とりあえずファミレスに入って、軽いサンドイッチか何かを腹に入れて、さっき買った「ソラニン」を読みながら煙草でも吸えれば十分だ。
でも漫画をファミレスで読むのはちょっと恥ずかしいからテーブルの下に隠して読もう。それで十分、時間が潰せる。

迂闊だった。軽食がない。喫煙席もない。
僕は何故こんなところにいるのだ。このトマトカレーは何故僕のテーブルにあるのだ。メニューの写真よりブロッコリーが多い。僕はブロッコリーが食えないのだ。何故僕はドリンクバーまで頼んでしまったのだろう。コップに半分のコーラしか飲んでいない。

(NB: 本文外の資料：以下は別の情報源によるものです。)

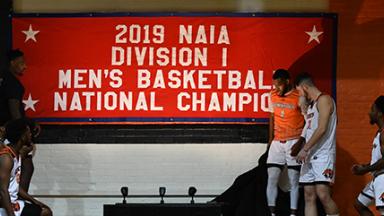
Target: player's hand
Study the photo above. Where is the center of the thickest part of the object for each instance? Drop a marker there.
(295, 149)
(359, 169)
(302, 156)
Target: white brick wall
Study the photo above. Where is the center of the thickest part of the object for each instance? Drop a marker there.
(101, 169)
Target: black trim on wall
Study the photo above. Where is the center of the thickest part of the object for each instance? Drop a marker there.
(5, 33)
(188, 133)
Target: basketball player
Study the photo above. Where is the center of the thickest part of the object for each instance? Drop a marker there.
(286, 124)
(374, 190)
(318, 154)
(19, 135)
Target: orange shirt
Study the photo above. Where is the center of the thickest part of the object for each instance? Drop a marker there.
(288, 120)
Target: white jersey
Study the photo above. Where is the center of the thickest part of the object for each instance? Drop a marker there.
(326, 146)
(376, 153)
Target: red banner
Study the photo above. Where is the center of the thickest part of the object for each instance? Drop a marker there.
(165, 69)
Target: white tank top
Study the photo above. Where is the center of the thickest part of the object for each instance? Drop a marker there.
(326, 146)
(376, 153)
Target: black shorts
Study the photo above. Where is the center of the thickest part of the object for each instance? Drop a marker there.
(31, 210)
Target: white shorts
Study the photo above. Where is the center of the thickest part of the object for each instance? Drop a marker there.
(280, 153)
(373, 191)
(318, 170)
(17, 209)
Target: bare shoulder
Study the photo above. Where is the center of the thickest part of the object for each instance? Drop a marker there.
(325, 99)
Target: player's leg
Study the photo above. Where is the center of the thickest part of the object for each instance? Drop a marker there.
(275, 163)
(310, 200)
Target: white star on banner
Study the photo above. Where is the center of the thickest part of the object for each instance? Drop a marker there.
(30, 34)
(314, 35)
(30, 103)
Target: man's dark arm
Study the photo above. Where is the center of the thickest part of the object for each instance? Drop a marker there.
(6, 165)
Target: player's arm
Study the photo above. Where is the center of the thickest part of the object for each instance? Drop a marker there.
(14, 108)
(6, 165)
(271, 128)
(325, 108)
(271, 121)
(379, 164)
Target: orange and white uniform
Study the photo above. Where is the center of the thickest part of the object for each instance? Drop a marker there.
(288, 126)
(14, 182)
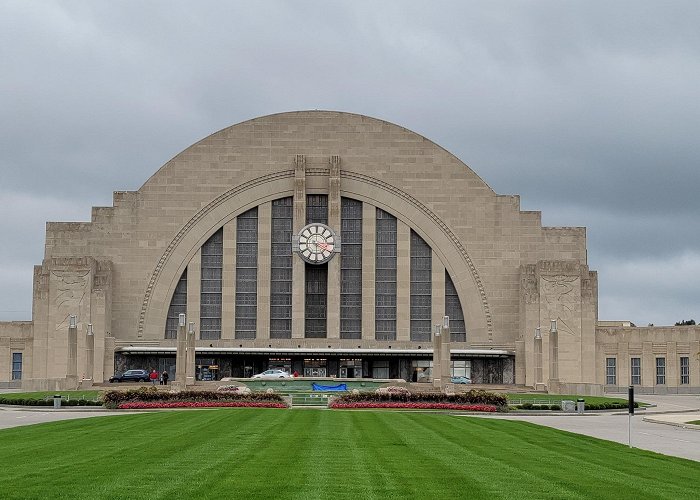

いや、いい。別に煙草は我慢できる。カレーも別に量は多くないし、なんなら3時間ももたないくらいだろう。ドリンクバーは長居の免罪符。それでいい。
僕は「ソラニン」を読むのだ。ビニールを剥がすのだ。幸い店内は割と人の声がする。多少ビニールを破く音がしても誰も気にしない。いや、しかし、本が、でかい。テーブルの下じゃページをめくれない。
トマトカレー。ブロッコリー。コーラ。ビニールだけ剥がした「ソラニン」。
何も望んじゃいない。なんだこの空間は。
その結果がこの中身のない記事だ。時間の無駄だったろう。僕の時間潰しに、君の時間も添えてくれ。ブロッコリーと違ってちゃんと噛み砕いてあげるから。